The post which has now been deleted claimed the court took the decision because Obi met the 25% threshold in the FCT.
Mary Peter-Odili, a retired justice of the supreme court, also denied allegations that she was negotiating with judges of the court of appeal and the apex court to ensure that Tinubu gets a favourable judgment at the tribunal.
Recently, billboards across the country with the inscription “All Eyes On The Judiciary” were destroyed.
According to the Advertising Regulatory Council of Nigeria (ARCON), “a matter being jus pendis and awaiting judicial pronouncement is, by virtue of the Nigerian legal system, precluded from being a subject of public statement, debate, discussion, advertisement…”

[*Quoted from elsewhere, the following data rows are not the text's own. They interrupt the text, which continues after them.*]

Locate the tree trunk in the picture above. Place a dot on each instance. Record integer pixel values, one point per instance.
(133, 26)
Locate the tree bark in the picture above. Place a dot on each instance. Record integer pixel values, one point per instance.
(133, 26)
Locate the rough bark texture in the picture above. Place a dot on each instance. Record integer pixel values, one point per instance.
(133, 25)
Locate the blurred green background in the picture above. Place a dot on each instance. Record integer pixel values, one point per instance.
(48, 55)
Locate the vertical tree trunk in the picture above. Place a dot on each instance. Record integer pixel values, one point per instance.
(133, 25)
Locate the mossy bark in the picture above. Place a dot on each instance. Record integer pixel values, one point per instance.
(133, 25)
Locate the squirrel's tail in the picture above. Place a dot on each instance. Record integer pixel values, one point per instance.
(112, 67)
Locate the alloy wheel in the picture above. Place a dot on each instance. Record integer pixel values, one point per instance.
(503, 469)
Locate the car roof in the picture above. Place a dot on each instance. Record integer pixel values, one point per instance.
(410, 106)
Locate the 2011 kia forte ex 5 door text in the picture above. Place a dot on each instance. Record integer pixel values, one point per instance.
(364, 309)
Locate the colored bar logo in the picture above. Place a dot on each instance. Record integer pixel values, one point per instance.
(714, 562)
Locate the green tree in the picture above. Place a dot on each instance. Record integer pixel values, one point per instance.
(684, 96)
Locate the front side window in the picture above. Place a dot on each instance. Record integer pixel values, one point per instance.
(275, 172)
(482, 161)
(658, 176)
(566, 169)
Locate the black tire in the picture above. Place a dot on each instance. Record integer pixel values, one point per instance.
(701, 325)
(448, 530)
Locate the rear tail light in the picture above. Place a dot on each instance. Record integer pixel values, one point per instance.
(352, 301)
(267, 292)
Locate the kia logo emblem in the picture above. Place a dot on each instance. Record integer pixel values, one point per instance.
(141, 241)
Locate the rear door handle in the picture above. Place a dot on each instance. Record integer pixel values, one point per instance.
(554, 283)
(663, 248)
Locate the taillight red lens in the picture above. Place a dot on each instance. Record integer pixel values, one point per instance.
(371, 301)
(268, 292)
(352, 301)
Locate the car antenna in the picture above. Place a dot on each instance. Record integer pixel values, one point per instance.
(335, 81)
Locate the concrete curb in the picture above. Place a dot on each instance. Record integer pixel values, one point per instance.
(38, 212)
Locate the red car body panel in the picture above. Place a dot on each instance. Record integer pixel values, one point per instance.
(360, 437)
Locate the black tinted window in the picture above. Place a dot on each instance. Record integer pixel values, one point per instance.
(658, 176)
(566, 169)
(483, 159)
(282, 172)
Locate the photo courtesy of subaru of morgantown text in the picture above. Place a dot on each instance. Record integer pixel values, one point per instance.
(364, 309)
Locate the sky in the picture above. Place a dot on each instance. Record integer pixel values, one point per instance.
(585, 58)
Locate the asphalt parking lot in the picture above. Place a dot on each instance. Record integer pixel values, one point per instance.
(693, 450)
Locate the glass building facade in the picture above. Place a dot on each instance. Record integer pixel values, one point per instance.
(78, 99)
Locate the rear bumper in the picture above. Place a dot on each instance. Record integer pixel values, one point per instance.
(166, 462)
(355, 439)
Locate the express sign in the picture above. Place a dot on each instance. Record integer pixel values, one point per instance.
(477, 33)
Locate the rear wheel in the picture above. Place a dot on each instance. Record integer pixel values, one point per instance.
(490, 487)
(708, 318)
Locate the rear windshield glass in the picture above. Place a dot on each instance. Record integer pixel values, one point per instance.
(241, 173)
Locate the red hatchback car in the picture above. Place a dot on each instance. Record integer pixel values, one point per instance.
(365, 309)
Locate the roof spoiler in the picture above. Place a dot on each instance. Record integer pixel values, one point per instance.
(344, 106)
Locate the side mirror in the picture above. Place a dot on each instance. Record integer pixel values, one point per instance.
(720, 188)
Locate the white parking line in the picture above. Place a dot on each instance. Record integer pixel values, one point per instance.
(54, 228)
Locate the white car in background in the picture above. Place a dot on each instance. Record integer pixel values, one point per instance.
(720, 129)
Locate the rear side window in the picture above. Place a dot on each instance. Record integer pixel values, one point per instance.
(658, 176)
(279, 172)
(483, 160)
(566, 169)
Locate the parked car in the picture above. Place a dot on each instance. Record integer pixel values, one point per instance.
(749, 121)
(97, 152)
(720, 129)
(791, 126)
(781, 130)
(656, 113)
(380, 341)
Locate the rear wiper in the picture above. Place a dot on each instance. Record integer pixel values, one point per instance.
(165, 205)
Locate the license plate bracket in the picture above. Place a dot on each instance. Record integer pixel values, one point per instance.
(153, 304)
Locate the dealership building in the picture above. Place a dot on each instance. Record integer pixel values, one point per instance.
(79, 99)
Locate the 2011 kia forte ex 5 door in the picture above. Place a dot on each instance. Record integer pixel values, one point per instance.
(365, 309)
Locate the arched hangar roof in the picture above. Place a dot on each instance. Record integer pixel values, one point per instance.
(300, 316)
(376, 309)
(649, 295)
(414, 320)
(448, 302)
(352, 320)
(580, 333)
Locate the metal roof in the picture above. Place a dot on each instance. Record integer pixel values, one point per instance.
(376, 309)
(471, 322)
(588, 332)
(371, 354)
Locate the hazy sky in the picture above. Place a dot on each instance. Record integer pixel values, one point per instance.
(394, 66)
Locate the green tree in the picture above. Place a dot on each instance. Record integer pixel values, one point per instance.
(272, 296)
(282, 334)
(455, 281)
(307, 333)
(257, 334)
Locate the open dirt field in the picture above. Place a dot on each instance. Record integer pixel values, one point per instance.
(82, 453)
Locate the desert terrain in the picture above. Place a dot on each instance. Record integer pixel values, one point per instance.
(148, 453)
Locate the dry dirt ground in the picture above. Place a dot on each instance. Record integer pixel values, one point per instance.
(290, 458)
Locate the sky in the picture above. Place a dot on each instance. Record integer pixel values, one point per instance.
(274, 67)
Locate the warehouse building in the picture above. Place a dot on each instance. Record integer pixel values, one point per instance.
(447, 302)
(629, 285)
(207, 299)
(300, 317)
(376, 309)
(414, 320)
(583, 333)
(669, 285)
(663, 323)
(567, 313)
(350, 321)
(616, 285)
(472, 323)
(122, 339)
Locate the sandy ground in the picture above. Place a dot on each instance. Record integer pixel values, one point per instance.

Similarly, Babatunde Fashola, former minister of works and housing, was accused of working with some lawyers of the APC to draft a favourable judgement for the presidential tribunal which would be handed to the judges.
Reacting to the claim, the former minister described the allegation as “baseless and defamatory”.
Should the tribunal annul the election of President Tinubu, there is room for an appeal to the supreme court.
The supreme court has 60 days from the date of the delivery of the judgment of the tribunal to hear and dispose of the appeal.
The president cannot be removed from office until the appeal is determined by the supreme court.
The apex court would either affirm Tinubu’s election, affirm another candidate as president or order a rerun – which is unlikely.
No Nigerian president has ever been removed by a court.
In March, Daniel Bwala, a spokesperson of the Atiku campaign, said Nigeria would become the third African country to nullify a presidential election after Kenya and Malawi.
In 2017, Kenya became the third country in the world and the first in Africa to nullify a presidential election after Austria, the Maldives and Russia.
Kenya’s supreme court declared Uhuru Kenyatta’s re-election null and void despite some international observers’ rating of the election as free and fair.
Peter Mutharika, Malawi’s former president, was sacked by a court after being declared winner of the 2019 presidential election that was held in the country.
Citing evidence of irregularities, the court nullified the results of the presidential election and mandated that new elections be held within 150 days.
Mutharika was defeated by Lazarus Chakwera in the rerun.
As things stand, the tribunal has heard arguments from all sides of the petitions, and it is now up to the justices to decide whether there is sufficient evidence to annul Tinubu’s election.
Whatever the outcome of the judgement, it is clear that the presidential election petitions tribunal is facing a difficult decision.
If the tribunal does annul the election, it would be a landmark decision that would have far-reaching implications for Nigerian democracy.